China, which claims Taiwan as its territory, has carried out military exercises around the island after a visit by US House Speaker Nancy Pelosi earlier this month, followed by that of five US lawmakers on Sunday and Monday.
The Chinese military unit responsible for the area near Taiwan, the People's Liberation Army's Eastern Theatre Command, released on Monday a video of the Penghu islands, apparently taken by a Chinese air force aircraft.
Taiwan Air Force vice-chief of staff for operations Tung Pei-lun said it was Chinese information warfare, though he had no comment on who had taken the video.
"China used the exaggerated tricks of cognitive warfare to show how close it was to Penghu - which is not true," Mr Tung said.

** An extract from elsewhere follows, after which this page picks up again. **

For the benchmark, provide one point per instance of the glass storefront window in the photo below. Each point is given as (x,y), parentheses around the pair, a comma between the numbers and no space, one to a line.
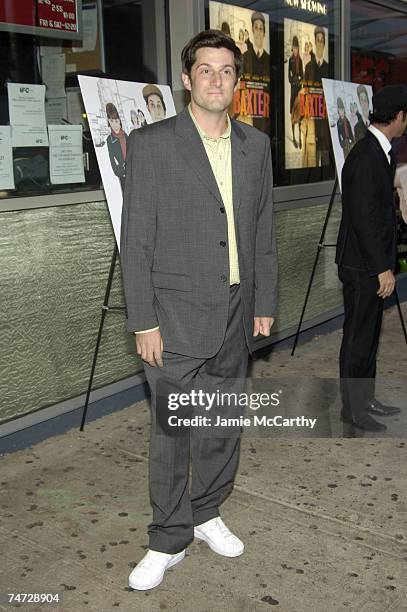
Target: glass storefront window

Taiwan's Defence Ministry on Monday, in an update of Chinese air force activity near Taiwan, showed on a map that the closest Chinese aircraft to Penghu that day were four J-16 fighter jets. The jets crossed the Taiwan Strait median line - an unofficial barrier between the two sides - but stayed closer to the Chinese coast than Penghu.
Mr Tung said Taiwan had a real-time "grasp" of what was going on in the skies, and that Chinese aircraft have been operating to the north and south-west of Taiwan and across the median line.
Penghu, a summer tourist destination for its beaches, is close to Taiwan's south-western coast, unlike the Taiwan-controlled Kinmen and Matsu islands, which are right next to the Chinese coast.
Taiwan's armed forces are well-equipped but dwarfed by China's. The island's President Tsai Ing-wen has been overseeing a modernisation programme and has made increasing defence spending a priority.
Meanwhile, a top US military commander said yesterday that China's recent decision to fire missiles over Taiwan is a "gorilla in the room" that has to be contested.
Those exercises, in response to the US officials' visits, included firing multiple ballistic missiles into waters off Taiwan.
"It's very important that we contest this type of thing... If we just allow that to happen, and we don't contest that, that will be the next norm," the Seventh Fleet commander, Vice-Admiral Karl Thomas, said, adding that it was "irresponsible to launch missiles over Taiwan into international waters", where free shipping operates.